Daily Management Review

British retail sales recover in February yet retailers are still uneasy


02/24/2017


Retail sales in the UK partially recovered in February after a sharp drop in January. However, companies in this sector are pessimistic about their prospects, since last year's vote for exit from the EU resulted in a sharp rise in inflation.



Aurelijus Valeiša via flickr
Aurelijus Valeiša via flickr
Retail sales indicator, which is calculated by the Confederation of British Industry (CBI), rose to +9 compared to -8 in January. Last month, retail sales experienced the highest monthly decline since beginning of research in 1983. Analysts surveyed by Reuters forecasted a less significant growth, about zero.

Despite the stronger-than-expected improvement retailers are concerned about rising costs, so they have dramatically raised their prices. "Retailers continue to carefully assess their prospects, expecting a fairly moderate pace of sales growth in next month amid accelerating inflation. This, in turn, could reduce purchasing power of households," - said Ben Jones, an economist at CBI. 

Average sales price rose has been growing at the fastest pace in almost six years, and prices are expected to accelerate in the next month, said CBI. Against this backdrop, companies have reduced their investment plans, while employment has been falling at the fastest pace in two years.

As reported earlier, consumer prices in the UK rose 1.8% in January, inflation peaked at 2.5 years.

Consumers are still experiencing effects of the June referendum. Now their income has also been affected by high inflation rate. Chief Economist at Bank of England Andy Haldane says: "Indeed, the majority of consumers have not yet felt impact of events that occurred during the last six to nine months. But this will soon change, because incomes are declining due to price increases. And then we will see a decline in consumption."

Some analysts believe that inflation in the UK can still grow up to 3% in 2017, given that the Brexit procedure starts in March.

Since consumer spending was one of sources of economic growth in the UK, any slowdown and decline in wages is likely to lead to a further depreciation of the pound sterling and the UK inflation rate, which, in turn, can result in slower economic growth. 

Bank of England said earlier that it will not increase the interest rate unless they see that the inflation rate is not affected by the weak pound sterling.

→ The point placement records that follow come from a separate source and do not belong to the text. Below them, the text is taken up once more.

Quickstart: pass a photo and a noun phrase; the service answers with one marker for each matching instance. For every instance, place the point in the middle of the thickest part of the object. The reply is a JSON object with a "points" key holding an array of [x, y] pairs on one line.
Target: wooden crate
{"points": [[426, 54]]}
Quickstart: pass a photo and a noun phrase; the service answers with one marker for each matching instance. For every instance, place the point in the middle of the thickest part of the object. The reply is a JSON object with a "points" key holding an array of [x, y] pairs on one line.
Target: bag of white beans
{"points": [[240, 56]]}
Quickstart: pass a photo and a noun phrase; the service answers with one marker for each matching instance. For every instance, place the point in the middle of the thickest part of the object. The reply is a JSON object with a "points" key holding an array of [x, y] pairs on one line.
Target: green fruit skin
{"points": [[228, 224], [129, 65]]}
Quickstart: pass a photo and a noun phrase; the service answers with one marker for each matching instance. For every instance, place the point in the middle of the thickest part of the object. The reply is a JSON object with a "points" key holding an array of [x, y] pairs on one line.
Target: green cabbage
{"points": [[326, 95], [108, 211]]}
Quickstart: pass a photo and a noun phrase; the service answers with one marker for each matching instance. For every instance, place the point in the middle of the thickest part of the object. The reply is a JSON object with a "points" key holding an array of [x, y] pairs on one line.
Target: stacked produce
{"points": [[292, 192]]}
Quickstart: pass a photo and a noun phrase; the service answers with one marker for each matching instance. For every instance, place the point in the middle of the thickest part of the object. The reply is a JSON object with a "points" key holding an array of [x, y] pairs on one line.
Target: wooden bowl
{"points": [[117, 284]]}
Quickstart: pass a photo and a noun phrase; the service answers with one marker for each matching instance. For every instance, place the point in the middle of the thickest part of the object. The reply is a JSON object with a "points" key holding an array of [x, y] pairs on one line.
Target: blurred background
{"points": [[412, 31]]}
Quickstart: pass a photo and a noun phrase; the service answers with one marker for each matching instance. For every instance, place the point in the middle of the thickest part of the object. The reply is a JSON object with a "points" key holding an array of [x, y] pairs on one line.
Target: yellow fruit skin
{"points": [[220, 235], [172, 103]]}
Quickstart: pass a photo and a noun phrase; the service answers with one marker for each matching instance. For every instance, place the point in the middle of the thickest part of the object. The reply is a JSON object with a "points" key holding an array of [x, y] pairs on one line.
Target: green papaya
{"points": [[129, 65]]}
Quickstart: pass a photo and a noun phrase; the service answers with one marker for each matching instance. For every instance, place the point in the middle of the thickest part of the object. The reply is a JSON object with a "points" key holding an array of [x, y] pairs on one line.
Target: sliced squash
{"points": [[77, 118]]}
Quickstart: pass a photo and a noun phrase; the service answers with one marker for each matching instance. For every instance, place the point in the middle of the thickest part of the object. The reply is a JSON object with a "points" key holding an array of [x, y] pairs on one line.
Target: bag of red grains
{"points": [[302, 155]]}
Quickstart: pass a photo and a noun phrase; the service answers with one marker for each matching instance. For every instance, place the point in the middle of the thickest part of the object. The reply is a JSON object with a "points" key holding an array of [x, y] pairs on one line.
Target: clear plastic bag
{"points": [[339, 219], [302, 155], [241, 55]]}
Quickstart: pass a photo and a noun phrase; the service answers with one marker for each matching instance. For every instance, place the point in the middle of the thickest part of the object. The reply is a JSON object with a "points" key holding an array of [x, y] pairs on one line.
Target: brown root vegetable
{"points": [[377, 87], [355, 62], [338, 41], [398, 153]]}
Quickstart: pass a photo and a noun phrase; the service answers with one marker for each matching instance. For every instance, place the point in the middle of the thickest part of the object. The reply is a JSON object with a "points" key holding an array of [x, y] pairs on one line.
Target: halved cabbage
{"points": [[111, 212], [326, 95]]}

Investors initially expected that inflation will rise to 1.9% year on year, so that the Bank of England will probably have to tighten monetary policy of the United Kingdom.

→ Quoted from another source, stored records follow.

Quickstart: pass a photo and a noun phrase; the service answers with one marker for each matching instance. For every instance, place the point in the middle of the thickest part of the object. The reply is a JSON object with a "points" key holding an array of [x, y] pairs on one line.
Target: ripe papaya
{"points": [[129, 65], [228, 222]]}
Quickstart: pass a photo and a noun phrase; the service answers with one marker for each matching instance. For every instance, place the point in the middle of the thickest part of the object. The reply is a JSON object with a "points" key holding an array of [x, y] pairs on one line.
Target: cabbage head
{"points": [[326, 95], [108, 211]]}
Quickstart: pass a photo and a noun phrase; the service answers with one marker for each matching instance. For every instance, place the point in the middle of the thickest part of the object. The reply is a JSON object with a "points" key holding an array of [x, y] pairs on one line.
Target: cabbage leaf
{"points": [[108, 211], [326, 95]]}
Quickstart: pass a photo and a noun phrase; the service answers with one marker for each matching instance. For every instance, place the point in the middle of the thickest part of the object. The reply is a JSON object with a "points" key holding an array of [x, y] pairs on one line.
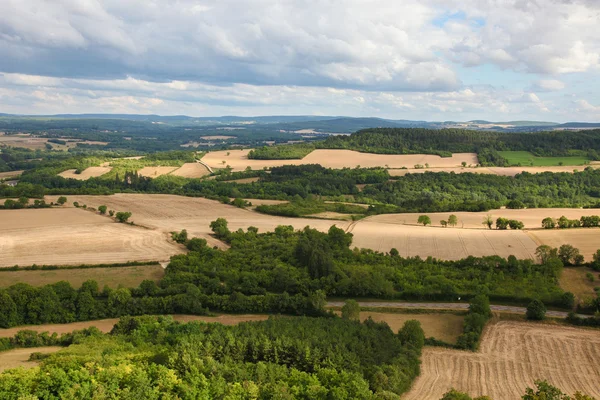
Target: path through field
{"points": [[512, 356]]}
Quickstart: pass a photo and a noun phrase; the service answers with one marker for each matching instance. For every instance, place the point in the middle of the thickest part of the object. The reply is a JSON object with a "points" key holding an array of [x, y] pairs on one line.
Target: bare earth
{"points": [[106, 325], [154, 172], [20, 357], [10, 174], [531, 218], [587, 240], [508, 171], [70, 236], [112, 277], [91, 172], [512, 356], [191, 170], [238, 160]]}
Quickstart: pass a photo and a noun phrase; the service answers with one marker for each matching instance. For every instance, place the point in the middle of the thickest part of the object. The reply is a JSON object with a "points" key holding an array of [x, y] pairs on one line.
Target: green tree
{"points": [[123, 216], [452, 220], [548, 223], [8, 311], [424, 219], [567, 254], [412, 334], [351, 310], [536, 311]]}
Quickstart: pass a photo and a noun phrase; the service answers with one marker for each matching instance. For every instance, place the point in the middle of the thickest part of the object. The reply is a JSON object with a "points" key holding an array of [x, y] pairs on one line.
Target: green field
{"points": [[525, 159]]}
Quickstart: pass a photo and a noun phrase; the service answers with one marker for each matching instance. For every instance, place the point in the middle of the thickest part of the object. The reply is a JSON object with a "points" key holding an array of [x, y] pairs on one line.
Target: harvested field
{"points": [[68, 236], [105, 325], [155, 172], [10, 174], [238, 160], [191, 170], [442, 243], [91, 172], [587, 240], [512, 356], [168, 213], [503, 171], [442, 326], [20, 357], [113, 277], [531, 218], [574, 280]]}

Citi said earlier that longer-term inflation expectations for the next 5-10 years rose to 3.2 percent from 3.0 percent in January. This is the highest rate since January 2014, but it is still below the average for the entire time of the study (since 2005). "We cannot rule out the second effect, when households and companies will negotiate on wages and rents, which will consolidate the inflation rate for the current surge, - said Citi’s economists. - If the economy does not slow down in the coming quarters, the Bank of England may be at pressure to raise interest rates from the current low of 0.25 per cent, despite the uncertainty about Brexit".